Southwest warns passenger numbers must triple to prevent layoffs

Southwest Airlines warned employees Monday that passenger numbers need to triple by the end of the year to avoid layoffs.

The airline has never had involuntary job cuts but passenger numbers are down 73 percent from 2019, Bloomberg News reported. It gave employees until Wednesday to apply for voluntary separation or to take extended time off because the company is overstaffed for the existing amount of flights.

“Although furloughs and layoffs remain our very last resort, we can’t rule them out as a possibility obviously in this very bad environment.
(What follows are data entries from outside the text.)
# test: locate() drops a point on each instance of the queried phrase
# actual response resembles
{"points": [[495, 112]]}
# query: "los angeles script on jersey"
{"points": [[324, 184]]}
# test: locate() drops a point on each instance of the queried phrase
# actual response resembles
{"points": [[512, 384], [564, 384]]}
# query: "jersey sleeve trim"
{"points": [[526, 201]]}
We need a significant recovery by the end of this year—and that’s roughly triple the number of Passengers from where we are today,” CEO Gary Kelly said in his weekly message to staff on Monday.

In the internal message, obtained by The Hill, Kelly noted that United Airlines has also warned about furloughs. The airline said last week that as many as 36,000 employees, more than one-third of its workforce, could face furloughs on Oct. 1.
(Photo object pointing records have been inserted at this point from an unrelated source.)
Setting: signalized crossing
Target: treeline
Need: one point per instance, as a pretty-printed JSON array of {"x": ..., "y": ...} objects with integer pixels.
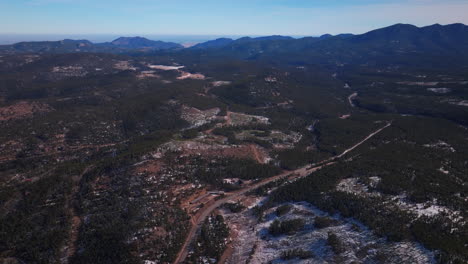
[
  {"x": 211, "y": 242},
  {"x": 384, "y": 220}
]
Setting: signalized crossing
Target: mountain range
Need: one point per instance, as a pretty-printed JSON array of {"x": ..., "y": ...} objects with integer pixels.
[{"x": 449, "y": 42}]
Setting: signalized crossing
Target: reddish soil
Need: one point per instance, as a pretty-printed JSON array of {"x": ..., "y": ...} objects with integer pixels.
[
  {"x": 152, "y": 167},
  {"x": 22, "y": 109}
]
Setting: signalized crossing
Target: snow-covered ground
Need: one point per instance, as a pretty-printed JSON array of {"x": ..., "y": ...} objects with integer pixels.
[{"x": 252, "y": 241}]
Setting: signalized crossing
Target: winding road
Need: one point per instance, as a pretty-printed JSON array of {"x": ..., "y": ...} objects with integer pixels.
[{"x": 296, "y": 174}]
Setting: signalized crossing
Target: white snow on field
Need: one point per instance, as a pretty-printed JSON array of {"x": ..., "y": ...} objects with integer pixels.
[
  {"x": 253, "y": 242},
  {"x": 194, "y": 76},
  {"x": 440, "y": 145},
  {"x": 196, "y": 117},
  {"x": 220, "y": 83},
  {"x": 461, "y": 103},
  {"x": 419, "y": 83},
  {"x": 439, "y": 90},
  {"x": 429, "y": 208},
  {"x": 165, "y": 67}
]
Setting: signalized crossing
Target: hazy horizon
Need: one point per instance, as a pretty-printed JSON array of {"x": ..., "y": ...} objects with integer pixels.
[{"x": 221, "y": 18}]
Southwest is blocking off all middle seats while other airlines like American and United have been booking flights to capacity amid the coronavirus pandemic.

“The recent rise in COVID cases and increasing regional restrictions on businesses and states requiring quarantine aren’t positive developments for our business, and we are concerned about the impact on already weak travel demand,” Kelly said in the message.

Kelly’s remarks come as cases are surging in states across the country, particularly in the Sun Belt. Florida recorded 15,300 new cases Sunday, setting a single-day record for a state, and Texas saw a peak of 10,909 daily cases Thursday.

Southwest received $3.2 billion in federal funding to support payroll during the pandemic and was offered an additional $2.7 billion in a loan from the Treasury Department. It has until the end of September to decide whether to accept the funds, Bloomberg reported.

— Updated at 2:56 p.m.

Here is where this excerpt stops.